The Randwick training garden

The keyhole garden in the photos is at Randwick Community Centre’s sustainability hub in Sydney. A training garden for the seven-meeting course in organic gardening that then-council sustainability educator, Fiona Campbell, ran there, the garden is scaled for use by groups.

The figure gives an idea of the scale and path dimensions of the Randwick training garden and demonstrates how the centre of the growing area can be reached from inside and outside the circle—two average adult arm-reaches in width. The path to the crouch space is scaled to accommodate a number of garden trainees as is the path around the garden circumference which is edged with a weed barrier sunken into the ground. The dimensions are those suited to an educational garden that accommodates a number of people and is too large for the home garden. After this photo was made the sandstone blocks forming the garden bed were cemented in place. This closed gaps between them to exclude weed growth and prevented the blocks being removed or, as the landscape manager at the local government where I was community garden and landcare coordinator explained, top prevent them being used as projectiles.
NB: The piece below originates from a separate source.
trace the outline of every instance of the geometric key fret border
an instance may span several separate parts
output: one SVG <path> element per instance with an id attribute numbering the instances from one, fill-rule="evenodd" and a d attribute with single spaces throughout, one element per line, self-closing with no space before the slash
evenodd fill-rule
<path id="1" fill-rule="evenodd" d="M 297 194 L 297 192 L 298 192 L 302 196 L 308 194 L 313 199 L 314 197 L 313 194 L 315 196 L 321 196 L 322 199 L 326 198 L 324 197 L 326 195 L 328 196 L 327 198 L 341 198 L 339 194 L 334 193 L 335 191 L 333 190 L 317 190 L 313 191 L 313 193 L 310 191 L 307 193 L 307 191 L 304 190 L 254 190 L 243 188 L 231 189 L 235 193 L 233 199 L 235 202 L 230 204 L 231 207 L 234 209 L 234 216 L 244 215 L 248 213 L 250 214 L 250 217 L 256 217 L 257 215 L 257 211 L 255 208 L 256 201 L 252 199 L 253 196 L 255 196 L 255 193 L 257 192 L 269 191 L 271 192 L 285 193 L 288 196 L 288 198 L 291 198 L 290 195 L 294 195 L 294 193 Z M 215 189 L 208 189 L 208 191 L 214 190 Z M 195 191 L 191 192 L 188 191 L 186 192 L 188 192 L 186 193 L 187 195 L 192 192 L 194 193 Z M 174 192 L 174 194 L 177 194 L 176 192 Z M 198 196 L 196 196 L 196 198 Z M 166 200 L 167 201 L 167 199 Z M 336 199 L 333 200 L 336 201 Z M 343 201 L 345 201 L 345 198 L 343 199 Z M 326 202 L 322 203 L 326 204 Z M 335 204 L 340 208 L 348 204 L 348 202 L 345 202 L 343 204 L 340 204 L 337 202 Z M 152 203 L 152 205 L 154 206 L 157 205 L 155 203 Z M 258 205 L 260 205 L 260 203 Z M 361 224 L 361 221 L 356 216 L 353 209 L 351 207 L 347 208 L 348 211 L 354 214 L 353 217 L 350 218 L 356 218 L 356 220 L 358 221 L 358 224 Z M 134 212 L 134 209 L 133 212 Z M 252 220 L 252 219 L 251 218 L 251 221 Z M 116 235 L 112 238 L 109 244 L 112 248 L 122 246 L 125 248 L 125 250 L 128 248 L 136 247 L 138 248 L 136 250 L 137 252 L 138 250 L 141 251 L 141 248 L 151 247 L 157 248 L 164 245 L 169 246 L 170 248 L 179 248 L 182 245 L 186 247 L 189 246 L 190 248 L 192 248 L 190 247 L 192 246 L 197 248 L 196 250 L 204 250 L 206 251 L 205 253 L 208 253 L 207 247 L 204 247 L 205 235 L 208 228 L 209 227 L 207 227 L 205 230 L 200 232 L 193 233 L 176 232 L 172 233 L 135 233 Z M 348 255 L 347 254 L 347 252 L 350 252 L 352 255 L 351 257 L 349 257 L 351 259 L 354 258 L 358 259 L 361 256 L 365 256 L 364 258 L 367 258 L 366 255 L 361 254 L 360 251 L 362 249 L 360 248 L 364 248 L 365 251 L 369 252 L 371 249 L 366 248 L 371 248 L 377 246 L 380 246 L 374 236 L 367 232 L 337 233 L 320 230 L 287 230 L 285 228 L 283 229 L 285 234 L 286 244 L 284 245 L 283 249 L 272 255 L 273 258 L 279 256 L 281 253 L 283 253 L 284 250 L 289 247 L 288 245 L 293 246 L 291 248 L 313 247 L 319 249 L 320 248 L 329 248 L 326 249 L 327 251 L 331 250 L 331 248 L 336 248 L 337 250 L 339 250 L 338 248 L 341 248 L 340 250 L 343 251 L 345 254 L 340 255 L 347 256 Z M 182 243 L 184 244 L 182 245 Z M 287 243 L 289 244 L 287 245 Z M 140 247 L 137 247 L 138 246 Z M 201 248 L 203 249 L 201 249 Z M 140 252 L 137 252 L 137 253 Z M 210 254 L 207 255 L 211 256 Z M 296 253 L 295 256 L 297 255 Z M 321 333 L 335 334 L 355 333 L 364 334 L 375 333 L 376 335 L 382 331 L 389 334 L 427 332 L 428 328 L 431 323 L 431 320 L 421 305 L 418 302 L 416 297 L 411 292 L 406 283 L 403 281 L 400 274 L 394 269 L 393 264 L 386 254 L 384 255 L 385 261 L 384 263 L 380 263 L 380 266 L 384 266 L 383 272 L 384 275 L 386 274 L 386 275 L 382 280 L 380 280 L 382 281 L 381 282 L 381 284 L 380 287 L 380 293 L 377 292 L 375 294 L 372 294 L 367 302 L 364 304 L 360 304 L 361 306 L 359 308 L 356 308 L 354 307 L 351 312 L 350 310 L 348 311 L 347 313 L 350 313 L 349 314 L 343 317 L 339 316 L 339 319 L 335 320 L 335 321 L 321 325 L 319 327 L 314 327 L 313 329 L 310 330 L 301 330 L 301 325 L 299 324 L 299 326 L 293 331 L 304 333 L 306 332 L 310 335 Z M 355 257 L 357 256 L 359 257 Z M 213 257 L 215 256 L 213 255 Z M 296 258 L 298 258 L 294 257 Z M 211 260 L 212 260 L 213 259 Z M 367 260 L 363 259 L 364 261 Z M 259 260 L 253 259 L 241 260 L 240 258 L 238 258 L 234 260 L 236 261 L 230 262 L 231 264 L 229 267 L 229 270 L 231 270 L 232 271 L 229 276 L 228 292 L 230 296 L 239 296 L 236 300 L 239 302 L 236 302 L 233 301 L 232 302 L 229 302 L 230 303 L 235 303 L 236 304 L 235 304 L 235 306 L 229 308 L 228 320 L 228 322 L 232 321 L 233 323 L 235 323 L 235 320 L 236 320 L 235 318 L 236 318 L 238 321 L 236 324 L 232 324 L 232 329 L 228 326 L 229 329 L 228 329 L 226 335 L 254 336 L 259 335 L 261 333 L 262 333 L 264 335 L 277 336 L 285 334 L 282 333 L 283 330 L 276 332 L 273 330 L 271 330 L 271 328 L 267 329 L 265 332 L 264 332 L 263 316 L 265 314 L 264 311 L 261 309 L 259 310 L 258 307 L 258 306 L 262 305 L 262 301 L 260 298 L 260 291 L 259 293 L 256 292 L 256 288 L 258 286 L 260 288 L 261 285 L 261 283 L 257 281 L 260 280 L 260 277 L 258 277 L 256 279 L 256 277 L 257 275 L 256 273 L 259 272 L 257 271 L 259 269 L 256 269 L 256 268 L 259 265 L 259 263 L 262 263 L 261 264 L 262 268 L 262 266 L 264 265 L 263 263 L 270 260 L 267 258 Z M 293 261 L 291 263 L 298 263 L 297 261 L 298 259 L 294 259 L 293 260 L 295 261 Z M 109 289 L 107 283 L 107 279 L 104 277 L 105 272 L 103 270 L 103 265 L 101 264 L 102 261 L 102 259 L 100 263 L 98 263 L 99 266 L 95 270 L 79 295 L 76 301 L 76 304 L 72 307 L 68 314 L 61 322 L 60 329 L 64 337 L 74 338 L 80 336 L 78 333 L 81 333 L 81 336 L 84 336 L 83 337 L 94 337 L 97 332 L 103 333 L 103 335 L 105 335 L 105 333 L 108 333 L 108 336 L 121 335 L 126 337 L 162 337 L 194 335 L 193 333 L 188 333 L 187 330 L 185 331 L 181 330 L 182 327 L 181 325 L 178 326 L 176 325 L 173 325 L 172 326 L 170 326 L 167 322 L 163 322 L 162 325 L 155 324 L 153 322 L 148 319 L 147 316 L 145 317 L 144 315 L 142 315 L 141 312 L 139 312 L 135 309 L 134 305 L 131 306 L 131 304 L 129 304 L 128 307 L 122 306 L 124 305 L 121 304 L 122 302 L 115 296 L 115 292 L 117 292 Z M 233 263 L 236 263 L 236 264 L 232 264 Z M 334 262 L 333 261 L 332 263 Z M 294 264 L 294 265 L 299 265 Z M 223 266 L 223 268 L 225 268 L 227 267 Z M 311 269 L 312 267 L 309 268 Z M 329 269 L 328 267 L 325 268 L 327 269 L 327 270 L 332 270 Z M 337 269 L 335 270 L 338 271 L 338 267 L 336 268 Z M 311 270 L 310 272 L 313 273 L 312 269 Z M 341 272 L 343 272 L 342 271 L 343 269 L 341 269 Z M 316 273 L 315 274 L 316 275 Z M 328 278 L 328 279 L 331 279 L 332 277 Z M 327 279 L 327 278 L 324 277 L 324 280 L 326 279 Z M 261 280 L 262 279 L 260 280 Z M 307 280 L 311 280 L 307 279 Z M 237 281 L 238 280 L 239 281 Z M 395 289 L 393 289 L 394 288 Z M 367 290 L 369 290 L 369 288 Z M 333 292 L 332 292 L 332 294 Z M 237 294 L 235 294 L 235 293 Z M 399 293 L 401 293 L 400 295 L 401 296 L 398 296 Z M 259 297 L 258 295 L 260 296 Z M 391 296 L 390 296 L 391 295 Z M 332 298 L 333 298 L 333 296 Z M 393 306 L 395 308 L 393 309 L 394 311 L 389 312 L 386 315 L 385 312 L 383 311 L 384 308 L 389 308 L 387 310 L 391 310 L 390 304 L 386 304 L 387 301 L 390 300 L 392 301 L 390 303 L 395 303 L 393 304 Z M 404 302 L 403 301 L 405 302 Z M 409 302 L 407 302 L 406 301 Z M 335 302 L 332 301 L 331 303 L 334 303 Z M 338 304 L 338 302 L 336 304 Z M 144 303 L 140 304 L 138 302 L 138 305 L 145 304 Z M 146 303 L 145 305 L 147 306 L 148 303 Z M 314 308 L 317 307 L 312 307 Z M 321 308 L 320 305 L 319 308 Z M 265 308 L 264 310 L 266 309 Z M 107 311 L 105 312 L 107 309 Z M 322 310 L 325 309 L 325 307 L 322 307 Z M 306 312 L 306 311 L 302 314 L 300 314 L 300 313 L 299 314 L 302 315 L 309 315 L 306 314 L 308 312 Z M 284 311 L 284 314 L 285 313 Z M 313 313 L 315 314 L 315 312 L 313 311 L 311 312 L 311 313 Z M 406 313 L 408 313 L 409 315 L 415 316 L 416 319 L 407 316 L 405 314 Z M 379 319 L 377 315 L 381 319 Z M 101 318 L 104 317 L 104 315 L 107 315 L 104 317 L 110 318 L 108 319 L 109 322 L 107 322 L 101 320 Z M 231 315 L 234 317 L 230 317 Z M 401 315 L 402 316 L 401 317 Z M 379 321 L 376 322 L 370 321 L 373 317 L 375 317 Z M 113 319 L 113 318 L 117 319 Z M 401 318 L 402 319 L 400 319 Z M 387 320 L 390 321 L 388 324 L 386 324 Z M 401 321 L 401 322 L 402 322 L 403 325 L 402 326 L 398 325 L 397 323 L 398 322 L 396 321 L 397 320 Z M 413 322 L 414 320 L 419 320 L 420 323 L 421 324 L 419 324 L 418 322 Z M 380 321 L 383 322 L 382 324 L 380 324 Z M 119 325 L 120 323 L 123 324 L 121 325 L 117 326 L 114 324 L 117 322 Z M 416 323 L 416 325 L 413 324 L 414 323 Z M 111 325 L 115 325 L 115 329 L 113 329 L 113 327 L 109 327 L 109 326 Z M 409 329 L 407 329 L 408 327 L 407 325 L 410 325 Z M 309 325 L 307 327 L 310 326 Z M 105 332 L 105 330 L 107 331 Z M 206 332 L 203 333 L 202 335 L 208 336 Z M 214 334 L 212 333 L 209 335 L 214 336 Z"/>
The garden has to accommodate a number of people at once. To do this, the access path and its crouch space at the centre are wider than a home gardener would make. This is a design criteria for shared garden beds in community gardens, too. The garden was designed to be two adult-arms-reach in width. The scale of garden and access path is a design response to the garden’s use as an educational installation. For durability and weed-deterrence, the edges have been cemented in place and no gaps left between stones where weeds could infiltrate.

A solid garden edge helps to exclude weed invasion. Sandstone blocks were cemented together to form a barrier against weeds and for public safety, as the garden is in a public place.

After each class the garden and whatever vegetables the class has planted in it is abandoned and left unmaintained, although course participants are welcome to return to collect the harvest. The next class then has the job, and the learning, of clearing, rebuilding, remulching and replanting the garden.

Keyhole? Circular? Rectangular? Which?

So, what is best? Circular or rectangular?

It’s less a question of best and more one of personal preference, landscape design, gardening skill and time for management and maintenance.

Measuring the productivity and ergonomics of the circular keyhole and the traditional rectangular garden would be a fine experiment for the gardener with a scientific brain.